Thursday, January 08, 2004

Getting back to it

I've been having a little trouble getting back into the blog o' things.  Taking a month off was refreshing and great, but now I've got to get back into the online world.  This semester I'm taking two writing intensive courses, Creative non-fiction and Writing for Scholarly Publication.  I imagine I'll use my blog for hammering out some of my ideas for those classes.  I also am teaching Composition 1101 and Technical Writing 2210.  If only students realized how uncomfortable and awkward their instructors often feel in front of their class.  I'm rambling today. 
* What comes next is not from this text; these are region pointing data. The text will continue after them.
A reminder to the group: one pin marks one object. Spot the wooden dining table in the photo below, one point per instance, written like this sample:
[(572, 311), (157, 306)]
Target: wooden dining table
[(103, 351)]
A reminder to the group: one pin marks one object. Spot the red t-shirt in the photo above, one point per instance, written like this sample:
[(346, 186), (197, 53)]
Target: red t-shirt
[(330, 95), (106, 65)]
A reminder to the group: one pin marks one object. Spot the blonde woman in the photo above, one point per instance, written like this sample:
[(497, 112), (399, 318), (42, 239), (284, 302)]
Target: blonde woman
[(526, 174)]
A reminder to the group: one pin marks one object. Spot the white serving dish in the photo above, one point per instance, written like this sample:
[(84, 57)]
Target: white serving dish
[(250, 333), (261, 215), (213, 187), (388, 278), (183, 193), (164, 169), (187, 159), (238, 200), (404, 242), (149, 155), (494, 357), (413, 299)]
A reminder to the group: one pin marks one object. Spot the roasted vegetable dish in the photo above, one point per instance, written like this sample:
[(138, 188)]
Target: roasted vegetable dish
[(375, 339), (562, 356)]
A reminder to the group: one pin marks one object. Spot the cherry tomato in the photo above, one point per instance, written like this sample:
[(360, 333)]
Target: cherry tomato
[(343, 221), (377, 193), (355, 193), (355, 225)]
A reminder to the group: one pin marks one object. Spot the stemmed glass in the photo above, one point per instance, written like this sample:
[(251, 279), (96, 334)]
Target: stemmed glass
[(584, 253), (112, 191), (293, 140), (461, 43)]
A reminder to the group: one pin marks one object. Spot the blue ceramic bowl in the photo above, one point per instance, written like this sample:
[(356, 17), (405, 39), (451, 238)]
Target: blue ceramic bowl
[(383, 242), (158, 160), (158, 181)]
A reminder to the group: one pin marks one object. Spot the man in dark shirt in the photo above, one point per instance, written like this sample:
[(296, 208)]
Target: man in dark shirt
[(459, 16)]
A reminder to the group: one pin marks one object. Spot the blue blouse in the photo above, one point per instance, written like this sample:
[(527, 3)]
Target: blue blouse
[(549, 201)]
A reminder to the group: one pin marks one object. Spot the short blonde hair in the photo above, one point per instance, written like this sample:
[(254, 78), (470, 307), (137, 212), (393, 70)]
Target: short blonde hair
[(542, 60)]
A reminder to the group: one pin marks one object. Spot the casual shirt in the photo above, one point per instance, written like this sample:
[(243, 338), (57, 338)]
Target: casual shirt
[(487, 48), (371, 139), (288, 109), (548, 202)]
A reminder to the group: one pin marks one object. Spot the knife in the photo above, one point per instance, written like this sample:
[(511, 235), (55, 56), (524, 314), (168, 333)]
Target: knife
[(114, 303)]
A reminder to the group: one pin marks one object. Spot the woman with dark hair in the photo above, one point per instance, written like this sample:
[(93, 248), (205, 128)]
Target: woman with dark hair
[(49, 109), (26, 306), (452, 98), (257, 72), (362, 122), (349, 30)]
I did look over at icedish's blog, frozendishes; it's so cool to think that blogging is happening on all continents.  It really is a worldwide way to communicate.  My students should be starting their own blogs for this semester.  It'll be interesting to watch them take shape since blogging is going to be strongly emphasized.  I think my fingers, which have been itching to blog, are finally feeling a little more scratched.  I'm sure I'll have much more going on later to discuss.  By the way if anyone saved a copy of The Onion on blogging from about a month ago, I'd love to get a copy.

posted by: akjon78 at 12:04 | link | comments |

Monday, January 05, 2004

Happy New Year!

And another semester begins.  I got back in to Tampa a little after midnight and then had to teach this morning at 8 AM.  This semester will have more of an emphasis on using technology in the classroom.  I'm teaching 1101 again and a technical writing course tomorrow.  The 1101 course went pretty well.  I gave them an in class essay on How are technologies altering learning and writing processes.  I received  a couple of interesting quotes from two students.  The first I liked was "technology makes processes better, not obsolete."  I thought that was a pretty good insight into technology.  The other one I digged was "...you can choose whether or not to use certain technologies, but someday it may be like trying to take a horse-drawn carriage onto the interstate." (feasible, but not advisable) That bits mine.  I not exactly sure if I like the new book, but possibilites are in the air and that always excites me. 

Anyways, just saying hello, hello, hello.